От приключившихся с ней треволнений, сложного залезания на кресло и "насилия" чужим мужчиной унизившим ее целомудренность, у нее случилась одномоментная потеря памяти о том, куда она дела, собственно, снятые кружева. 

Елизавета поискала вокруг, на кресле, под ним, на стеклянном столике, где лежали одноразовые пеленки и запечатанные инструменты, заглянула даже в мусорное ведро, трусов, ее новеньких кружевных трусов, которые ей купила дочка, нигде не было. 

Елизавета Петровна заметалась, она ещё раз все пересмотрела, но тщетно. 

Доктор, уже написавший заключение, спросил: «Вы готовы? Я уже все вам подготовил, вы свободны!» 

Елизавета выглянула из-за ширмы и дрожащим голосом сообщила: «Доктор я потеряла трусы».

Профессор вскинул брови: «Как это?!» 

«Не знаю», — пробормотала Елизавета. 

Через пять минут поиска позвали мужа Елизаветы в надежде, что, быть может, он их прихватил, помогая жене. 

Но надежды не оправдались. 

Зато его деревенское чутье и скорость передвижения обнаружили-таки за занавеской на подоконнике, за горшком с геранью белый комочек, плотно скрученный в шарик, оказавшийся той самой потерей. 

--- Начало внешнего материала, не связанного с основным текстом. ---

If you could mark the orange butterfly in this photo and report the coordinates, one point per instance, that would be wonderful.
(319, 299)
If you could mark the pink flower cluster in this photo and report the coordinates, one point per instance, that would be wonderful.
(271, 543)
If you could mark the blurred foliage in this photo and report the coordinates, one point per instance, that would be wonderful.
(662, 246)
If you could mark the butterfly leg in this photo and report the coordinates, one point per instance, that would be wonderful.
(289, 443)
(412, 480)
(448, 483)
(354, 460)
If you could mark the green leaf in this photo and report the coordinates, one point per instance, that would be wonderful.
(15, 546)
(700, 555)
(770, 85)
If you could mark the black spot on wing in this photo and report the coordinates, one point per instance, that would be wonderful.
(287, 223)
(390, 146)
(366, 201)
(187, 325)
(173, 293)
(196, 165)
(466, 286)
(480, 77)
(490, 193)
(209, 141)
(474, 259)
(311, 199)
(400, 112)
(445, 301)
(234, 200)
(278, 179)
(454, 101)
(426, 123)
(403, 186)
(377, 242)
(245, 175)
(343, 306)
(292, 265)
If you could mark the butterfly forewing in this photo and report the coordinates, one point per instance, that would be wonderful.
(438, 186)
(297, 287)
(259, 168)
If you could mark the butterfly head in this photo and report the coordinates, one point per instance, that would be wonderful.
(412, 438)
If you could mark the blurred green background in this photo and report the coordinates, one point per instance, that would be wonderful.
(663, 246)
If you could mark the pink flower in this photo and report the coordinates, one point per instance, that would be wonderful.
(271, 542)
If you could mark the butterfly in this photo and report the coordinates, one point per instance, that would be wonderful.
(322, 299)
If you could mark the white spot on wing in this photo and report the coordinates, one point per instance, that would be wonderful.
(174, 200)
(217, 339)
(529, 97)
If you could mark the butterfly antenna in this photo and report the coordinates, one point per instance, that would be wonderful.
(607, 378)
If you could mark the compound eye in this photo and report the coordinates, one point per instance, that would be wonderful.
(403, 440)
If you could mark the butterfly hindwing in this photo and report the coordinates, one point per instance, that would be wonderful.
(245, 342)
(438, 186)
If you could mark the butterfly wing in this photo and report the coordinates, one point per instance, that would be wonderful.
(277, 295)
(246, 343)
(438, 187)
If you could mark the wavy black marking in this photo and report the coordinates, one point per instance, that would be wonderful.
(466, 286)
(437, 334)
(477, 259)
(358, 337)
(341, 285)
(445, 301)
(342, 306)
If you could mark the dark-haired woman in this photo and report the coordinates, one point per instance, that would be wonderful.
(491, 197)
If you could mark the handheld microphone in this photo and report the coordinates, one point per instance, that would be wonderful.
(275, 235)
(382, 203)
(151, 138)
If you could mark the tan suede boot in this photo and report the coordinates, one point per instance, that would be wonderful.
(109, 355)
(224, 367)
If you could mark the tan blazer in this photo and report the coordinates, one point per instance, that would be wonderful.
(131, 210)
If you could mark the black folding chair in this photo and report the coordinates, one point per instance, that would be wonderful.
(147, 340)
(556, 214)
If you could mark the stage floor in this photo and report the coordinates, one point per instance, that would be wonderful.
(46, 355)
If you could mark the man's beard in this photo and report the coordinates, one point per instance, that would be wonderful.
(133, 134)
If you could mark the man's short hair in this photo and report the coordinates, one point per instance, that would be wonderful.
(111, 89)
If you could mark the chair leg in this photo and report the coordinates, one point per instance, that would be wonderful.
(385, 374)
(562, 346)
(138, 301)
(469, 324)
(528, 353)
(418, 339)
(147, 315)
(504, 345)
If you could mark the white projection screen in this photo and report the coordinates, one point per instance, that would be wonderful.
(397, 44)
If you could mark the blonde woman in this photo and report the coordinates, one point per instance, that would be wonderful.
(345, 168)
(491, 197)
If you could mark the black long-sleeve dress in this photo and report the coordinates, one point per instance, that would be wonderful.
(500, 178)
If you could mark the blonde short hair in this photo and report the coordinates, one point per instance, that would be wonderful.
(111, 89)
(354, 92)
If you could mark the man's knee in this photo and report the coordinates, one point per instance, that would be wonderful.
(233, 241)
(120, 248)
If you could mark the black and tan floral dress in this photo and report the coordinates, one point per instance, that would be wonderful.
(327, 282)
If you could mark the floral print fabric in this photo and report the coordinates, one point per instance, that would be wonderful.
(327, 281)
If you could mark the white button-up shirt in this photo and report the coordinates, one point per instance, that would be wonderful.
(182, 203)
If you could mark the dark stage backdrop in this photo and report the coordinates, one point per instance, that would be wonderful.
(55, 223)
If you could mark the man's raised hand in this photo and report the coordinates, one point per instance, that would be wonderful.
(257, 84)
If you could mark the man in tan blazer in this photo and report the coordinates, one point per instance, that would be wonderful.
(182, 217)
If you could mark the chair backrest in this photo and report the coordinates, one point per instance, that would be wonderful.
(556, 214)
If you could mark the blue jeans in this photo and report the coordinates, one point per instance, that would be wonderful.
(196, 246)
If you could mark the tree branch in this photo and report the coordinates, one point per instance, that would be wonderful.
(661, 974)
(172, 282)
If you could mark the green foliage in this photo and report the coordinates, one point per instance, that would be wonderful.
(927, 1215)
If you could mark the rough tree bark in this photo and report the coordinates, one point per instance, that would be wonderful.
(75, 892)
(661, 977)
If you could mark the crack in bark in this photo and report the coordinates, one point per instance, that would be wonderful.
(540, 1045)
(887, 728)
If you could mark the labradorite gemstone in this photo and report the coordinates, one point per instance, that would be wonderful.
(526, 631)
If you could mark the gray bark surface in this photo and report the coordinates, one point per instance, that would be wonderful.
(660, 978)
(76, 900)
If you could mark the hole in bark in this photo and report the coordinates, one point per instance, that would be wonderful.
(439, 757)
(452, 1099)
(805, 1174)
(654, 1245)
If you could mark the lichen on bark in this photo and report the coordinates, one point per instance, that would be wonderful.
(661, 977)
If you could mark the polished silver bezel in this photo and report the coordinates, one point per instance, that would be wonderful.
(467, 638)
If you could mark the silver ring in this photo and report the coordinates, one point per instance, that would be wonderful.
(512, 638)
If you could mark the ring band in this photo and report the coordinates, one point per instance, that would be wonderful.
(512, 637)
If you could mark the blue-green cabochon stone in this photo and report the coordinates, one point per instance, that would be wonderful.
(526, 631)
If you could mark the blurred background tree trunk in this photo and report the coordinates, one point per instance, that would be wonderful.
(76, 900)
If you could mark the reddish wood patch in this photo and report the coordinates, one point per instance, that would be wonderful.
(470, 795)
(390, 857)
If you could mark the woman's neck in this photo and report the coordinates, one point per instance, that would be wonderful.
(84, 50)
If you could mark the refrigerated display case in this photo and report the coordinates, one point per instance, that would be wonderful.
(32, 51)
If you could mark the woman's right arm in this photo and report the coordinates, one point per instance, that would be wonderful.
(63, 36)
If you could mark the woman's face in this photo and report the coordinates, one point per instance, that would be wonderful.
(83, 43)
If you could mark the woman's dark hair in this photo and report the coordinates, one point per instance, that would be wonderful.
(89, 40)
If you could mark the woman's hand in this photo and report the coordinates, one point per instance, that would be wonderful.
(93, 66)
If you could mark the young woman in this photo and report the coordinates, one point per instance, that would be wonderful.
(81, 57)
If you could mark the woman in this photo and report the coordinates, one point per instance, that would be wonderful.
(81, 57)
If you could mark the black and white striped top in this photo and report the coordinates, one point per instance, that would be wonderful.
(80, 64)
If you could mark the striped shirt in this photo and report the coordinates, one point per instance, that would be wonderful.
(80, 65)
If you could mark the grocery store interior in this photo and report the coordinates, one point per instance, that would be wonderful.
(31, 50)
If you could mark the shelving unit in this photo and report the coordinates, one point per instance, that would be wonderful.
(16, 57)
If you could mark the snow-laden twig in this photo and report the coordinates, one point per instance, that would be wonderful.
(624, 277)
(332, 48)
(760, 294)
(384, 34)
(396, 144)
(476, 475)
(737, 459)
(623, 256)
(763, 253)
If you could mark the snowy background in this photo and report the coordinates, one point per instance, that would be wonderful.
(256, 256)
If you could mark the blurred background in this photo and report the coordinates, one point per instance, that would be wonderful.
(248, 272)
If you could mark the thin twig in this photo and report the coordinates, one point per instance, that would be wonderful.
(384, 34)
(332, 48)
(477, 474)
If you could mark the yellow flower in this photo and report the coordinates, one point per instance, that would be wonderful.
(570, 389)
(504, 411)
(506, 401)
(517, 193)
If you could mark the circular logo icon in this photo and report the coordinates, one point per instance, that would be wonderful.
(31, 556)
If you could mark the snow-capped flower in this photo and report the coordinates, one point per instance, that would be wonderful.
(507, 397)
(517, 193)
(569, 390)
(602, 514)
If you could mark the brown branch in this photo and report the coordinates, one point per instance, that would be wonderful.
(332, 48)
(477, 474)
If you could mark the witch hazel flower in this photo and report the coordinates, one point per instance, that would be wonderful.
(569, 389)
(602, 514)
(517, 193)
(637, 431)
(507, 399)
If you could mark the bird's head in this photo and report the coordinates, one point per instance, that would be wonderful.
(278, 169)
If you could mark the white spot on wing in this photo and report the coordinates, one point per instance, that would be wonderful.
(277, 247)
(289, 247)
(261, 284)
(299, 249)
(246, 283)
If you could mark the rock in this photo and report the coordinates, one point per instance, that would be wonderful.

Елизавета Петровна сделала квадратные глаза и смущаясь вопросила : " Как это я ?"

Профессор сделал ещё более квадратные глаза и пожал плечами .

Впрыгнув обратно в кружева, Елизавета подхватила свои бумаги и покинула кабинет. 

***

Спустя время, когда все больничные приключения были позади, и подлеченная Елизавета вернулась к своим курам-огородам, она ещё не раз вспоминала этот неприличный случай с потерей трусов и как дед тянул ее, словно репку с полными ужаса глазами и голым задом , на этот врачебный агрегат.

Она снова и снова пересказывала эту эпопею соседке подруге, отчего они каждый раз взрывались хохотом, пугая глупых кур, и заставляя тех шарахаться от них в разные стороны.